Please show your support for this cause.


  1. Finally someone that gets it, had sister admitted to Greylands in WA her sole focus was having on visitors so she could go outside and have a smoke. The smokes she took back inside were more valuable than gold or coffee. within 2 steps of the door on discharge she had a smoke lit. The staff knew and supported it, not sure if they knew about the ones being snuck in though.

  2. Thanks for sharing your sister's experience. Unfortunately this is not uncommon - I know of many family members and friends who have to 'sneak' cigarettes onto wards for their loved ones.

  3. Isabell Collins27 June 2011 at 23:18

    To stop people smoking when they are at their most distressed is cruel and inhumane. Either the in-patient services are not aware of the level of distress their patients are experiencing or they don't care about their distress. Either way it is an indictment on mental health services that they would do this to their patients at such a time.

  4. Thanks Isabell - we are in violent agreement! I know that many of the nurses 'on the ground' disagree with the bans. HACSU, the union which represents many psych nurses, tell me that the bans are a frequent topic of conversation amongst members, with many feeling they are a human rights violation for patients. They see the distress, and the risks, and they don't want to enforce them - but their organisations require them to do so. I am particularly outraged that many nurses employment contracts have 'gag clauses' which forbid them from speaking out publicly against hospital policies. This denies consumers the ability to publicly access the support of nurses. Thankfully, some brave nurses are starting to speak out on this issue. I might be wrong, but it seems to me that the biggest part of this issue is with hospital management, and decision makers in the department - all of whom seem to be completely out of touch with the real impacts of these bans. I also see a complete lack of respect for consumer needs and wishes, and a very black and white interpretation of a complex issue. It is indeed an indictment - particularly at a time when services claim to be increasing access!

  5. What needs to be understood is that quitting is a massive undertaking and cannot be achieved in times of trauma. I'm in the process now and struggling hard.
    My doctor once told me not to give up at that time, as I was so troubled by other problems.
    I waited until the time was right... why traumatise a patient so badly when you are supposed to be healing them?

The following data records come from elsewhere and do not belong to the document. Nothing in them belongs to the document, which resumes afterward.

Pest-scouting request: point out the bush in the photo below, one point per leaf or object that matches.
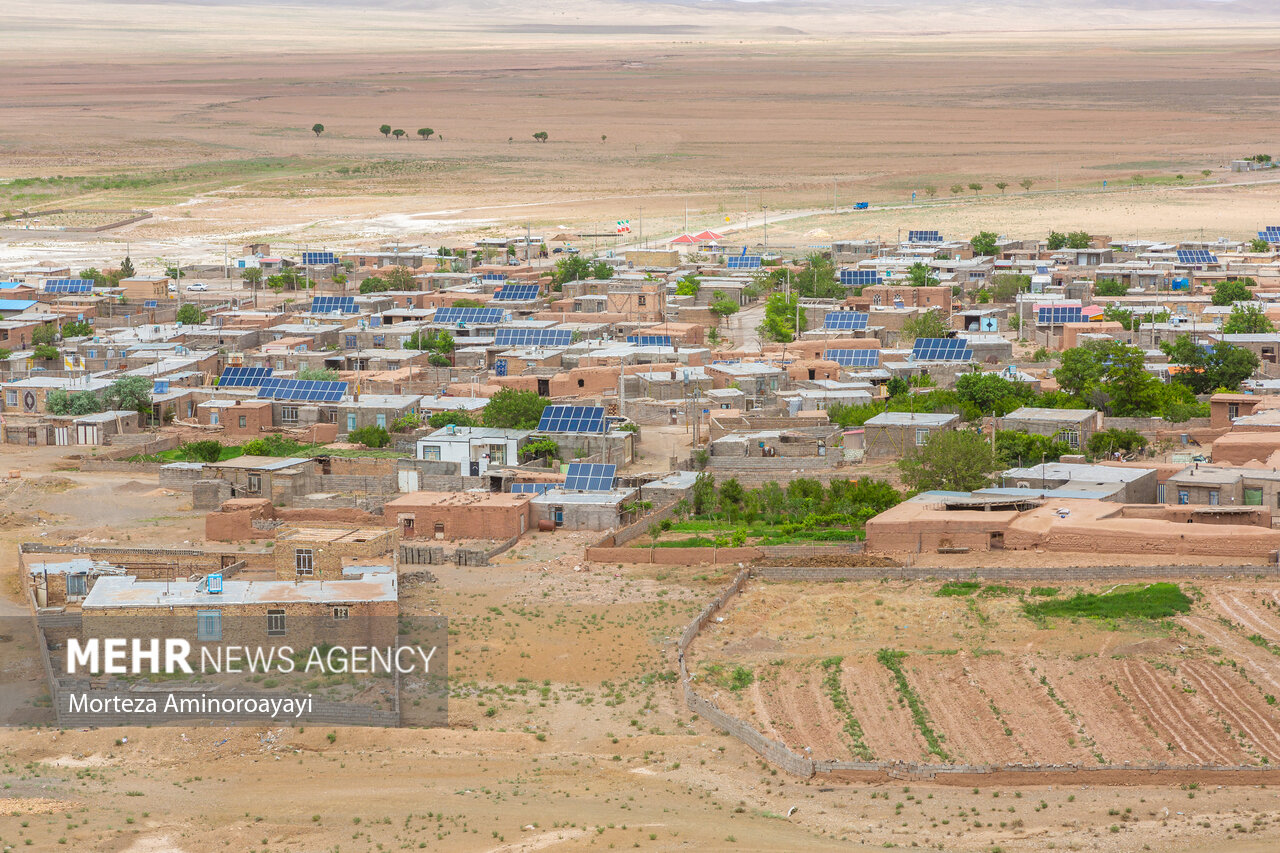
(370, 437)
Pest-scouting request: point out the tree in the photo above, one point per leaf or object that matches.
(1247, 319)
(780, 318)
(1109, 287)
(927, 324)
(512, 409)
(190, 314)
(1229, 292)
(984, 242)
(952, 460)
(722, 306)
(370, 436)
(1079, 240)
(128, 393)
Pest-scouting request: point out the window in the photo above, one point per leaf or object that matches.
(209, 624)
(275, 623)
(77, 585)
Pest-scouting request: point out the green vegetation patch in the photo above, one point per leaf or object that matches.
(1155, 601)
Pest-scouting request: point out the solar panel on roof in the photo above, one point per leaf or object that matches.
(334, 305)
(941, 350)
(572, 419)
(1196, 256)
(516, 292)
(469, 315)
(533, 337)
(302, 389)
(68, 284)
(859, 277)
(649, 340)
(590, 477)
(851, 320)
(864, 357)
(1059, 314)
(243, 377)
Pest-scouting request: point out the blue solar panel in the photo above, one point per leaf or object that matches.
(851, 320)
(302, 389)
(533, 488)
(334, 305)
(859, 277)
(649, 340)
(865, 357)
(469, 315)
(572, 419)
(533, 337)
(243, 377)
(68, 284)
(516, 292)
(590, 477)
(1059, 314)
(941, 350)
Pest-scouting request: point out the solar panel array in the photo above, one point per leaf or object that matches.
(941, 350)
(68, 284)
(590, 477)
(854, 320)
(334, 305)
(533, 337)
(517, 292)
(469, 315)
(572, 419)
(859, 277)
(243, 377)
(1059, 314)
(302, 389)
(533, 488)
(1196, 256)
(649, 340)
(864, 357)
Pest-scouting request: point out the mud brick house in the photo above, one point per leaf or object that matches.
(320, 552)
(246, 612)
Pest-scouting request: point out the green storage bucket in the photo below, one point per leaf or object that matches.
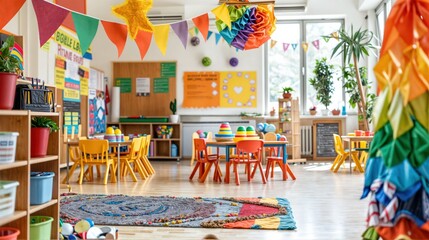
(40, 227)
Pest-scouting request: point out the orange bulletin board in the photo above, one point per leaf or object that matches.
(162, 89)
(232, 89)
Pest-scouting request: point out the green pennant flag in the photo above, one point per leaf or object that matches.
(86, 28)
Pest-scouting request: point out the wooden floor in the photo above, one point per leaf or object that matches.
(325, 205)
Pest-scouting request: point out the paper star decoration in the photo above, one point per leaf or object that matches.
(134, 12)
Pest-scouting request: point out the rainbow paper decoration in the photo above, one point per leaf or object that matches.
(397, 172)
(249, 27)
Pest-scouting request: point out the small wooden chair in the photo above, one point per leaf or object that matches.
(203, 158)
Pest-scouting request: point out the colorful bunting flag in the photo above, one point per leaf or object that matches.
(117, 33)
(160, 33)
(285, 46)
(221, 12)
(305, 46)
(202, 23)
(134, 12)
(86, 28)
(8, 9)
(181, 30)
(273, 43)
(143, 40)
(49, 18)
(316, 44)
(294, 45)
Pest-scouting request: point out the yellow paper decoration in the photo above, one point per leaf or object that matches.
(134, 13)
(160, 33)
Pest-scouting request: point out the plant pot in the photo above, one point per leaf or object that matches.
(287, 95)
(174, 118)
(8, 89)
(39, 141)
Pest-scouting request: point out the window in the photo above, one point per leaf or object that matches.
(288, 64)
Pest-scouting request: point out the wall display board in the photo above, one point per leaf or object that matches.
(323, 139)
(146, 87)
(220, 89)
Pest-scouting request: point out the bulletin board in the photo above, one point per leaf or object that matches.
(146, 87)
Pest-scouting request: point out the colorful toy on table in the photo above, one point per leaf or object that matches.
(225, 133)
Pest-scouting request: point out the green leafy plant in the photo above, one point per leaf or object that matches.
(353, 46)
(173, 106)
(8, 63)
(322, 81)
(44, 122)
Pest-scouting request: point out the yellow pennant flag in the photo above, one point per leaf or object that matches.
(221, 12)
(160, 33)
(305, 47)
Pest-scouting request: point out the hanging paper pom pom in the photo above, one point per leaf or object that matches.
(233, 61)
(195, 41)
(206, 61)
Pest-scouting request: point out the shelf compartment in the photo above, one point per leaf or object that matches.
(36, 208)
(16, 215)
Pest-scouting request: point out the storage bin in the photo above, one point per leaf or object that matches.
(40, 227)
(7, 197)
(8, 233)
(8, 146)
(41, 187)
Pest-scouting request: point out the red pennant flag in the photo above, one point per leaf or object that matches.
(202, 23)
(316, 44)
(106, 99)
(143, 40)
(49, 18)
(117, 33)
(8, 10)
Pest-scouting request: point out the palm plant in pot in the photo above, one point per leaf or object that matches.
(323, 83)
(9, 68)
(40, 129)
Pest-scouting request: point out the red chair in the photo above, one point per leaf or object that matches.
(248, 152)
(274, 158)
(204, 158)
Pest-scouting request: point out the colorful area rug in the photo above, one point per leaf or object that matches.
(169, 211)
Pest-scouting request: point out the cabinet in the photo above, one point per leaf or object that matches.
(289, 125)
(160, 148)
(20, 121)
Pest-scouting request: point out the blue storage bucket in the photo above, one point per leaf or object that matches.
(41, 187)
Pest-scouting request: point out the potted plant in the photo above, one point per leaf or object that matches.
(287, 92)
(323, 83)
(40, 129)
(313, 110)
(9, 68)
(173, 108)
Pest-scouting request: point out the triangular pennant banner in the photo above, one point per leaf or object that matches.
(305, 47)
(143, 40)
(202, 24)
(221, 12)
(294, 45)
(285, 46)
(117, 33)
(86, 28)
(161, 37)
(217, 35)
(316, 44)
(273, 43)
(181, 30)
(326, 38)
(49, 18)
(8, 10)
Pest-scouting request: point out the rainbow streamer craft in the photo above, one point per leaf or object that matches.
(397, 172)
(250, 26)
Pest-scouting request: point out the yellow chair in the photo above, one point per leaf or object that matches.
(342, 155)
(96, 153)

  6. Four years ago at an AAU there were just as many badly behaved smokers, who were allowed to smoke at that time, as there were last year when I was at the same unit, when they were not. Maybe some education about manners might be appropriate.

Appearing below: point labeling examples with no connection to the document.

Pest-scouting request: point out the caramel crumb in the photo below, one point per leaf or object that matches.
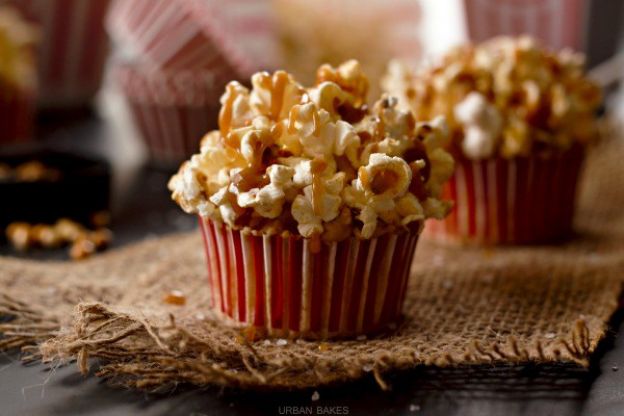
(175, 297)
(82, 248)
(18, 234)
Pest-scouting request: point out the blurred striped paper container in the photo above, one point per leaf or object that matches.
(557, 23)
(172, 110)
(196, 34)
(73, 48)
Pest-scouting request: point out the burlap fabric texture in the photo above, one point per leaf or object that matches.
(464, 306)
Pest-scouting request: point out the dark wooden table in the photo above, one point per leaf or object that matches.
(143, 209)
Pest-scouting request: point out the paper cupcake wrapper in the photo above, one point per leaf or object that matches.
(234, 37)
(521, 200)
(73, 48)
(554, 22)
(17, 110)
(279, 287)
(171, 110)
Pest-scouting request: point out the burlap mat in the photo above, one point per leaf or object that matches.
(465, 306)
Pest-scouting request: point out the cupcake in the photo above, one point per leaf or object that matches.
(171, 110)
(311, 203)
(520, 119)
(17, 76)
(73, 49)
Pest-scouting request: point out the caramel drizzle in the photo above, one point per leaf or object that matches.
(317, 166)
(294, 114)
(278, 87)
(225, 115)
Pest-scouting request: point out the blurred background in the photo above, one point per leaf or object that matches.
(100, 100)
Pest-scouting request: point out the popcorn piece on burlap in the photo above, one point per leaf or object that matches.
(465, 306)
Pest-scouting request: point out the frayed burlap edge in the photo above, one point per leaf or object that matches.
(142, 343)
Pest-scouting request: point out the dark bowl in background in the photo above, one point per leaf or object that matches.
(82, 189)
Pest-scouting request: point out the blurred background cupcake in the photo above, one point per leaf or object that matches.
(18, 80)
(520, 117)
(172, 59)
(73, 49)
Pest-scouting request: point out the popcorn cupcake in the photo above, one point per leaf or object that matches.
(18, 77)
(520, 119)
(311, 204)
(73, 49)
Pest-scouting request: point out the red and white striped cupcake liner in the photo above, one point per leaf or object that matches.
(73, 48)
(511, 201)
(281, 288)
(171, 110)
(554, 22)
(196, 34)
(17, 112)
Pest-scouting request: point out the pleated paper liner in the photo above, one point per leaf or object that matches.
(282, 287)
(172, 110)
(464, 306)
(195, 35)
(556, 23)
(525, 200)
(73, 49)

  7. I'm a med student and whilst I know I should be super anti-smoking (and to be fair, I generally am) I feel the NSW health laws are completely unjust. A person who has had their leg amputated secondary to the effects of peripheral vascular disease (caused from 50 years of smoking) can sit out the front of the hospital in their wheelchair and happily light a cigarette but a mental health inpatient can't!!?? It seems incredibly unethical and unjust to me.

  8. The worst part of this whole deal is that it is going to put a barrier between the health care personnel who have to enforce (or at least are told to enforce) the No Smoking ban and their patients. The consequences for the health care staff not invoking this mandate are probably not going to be fair either. It seems that there has to be some common ground here and that common ground is the "designated smoking areas". Come on people, let's be sensible about this, even the V.A. in the U.S. has adopted this policy, and we all know how screwed up the Veterans Administration in the U.S. is. Or at least you've heard of how screwed up it is. Don't put more pressure on people who are already stressed out by putting a monkey on their back. They don't need the monkey, they are already carrying around enough weight - as are the caretakers. Thank You. U.S. Armed Forces 1964 to 1968. Vietnam Veteran.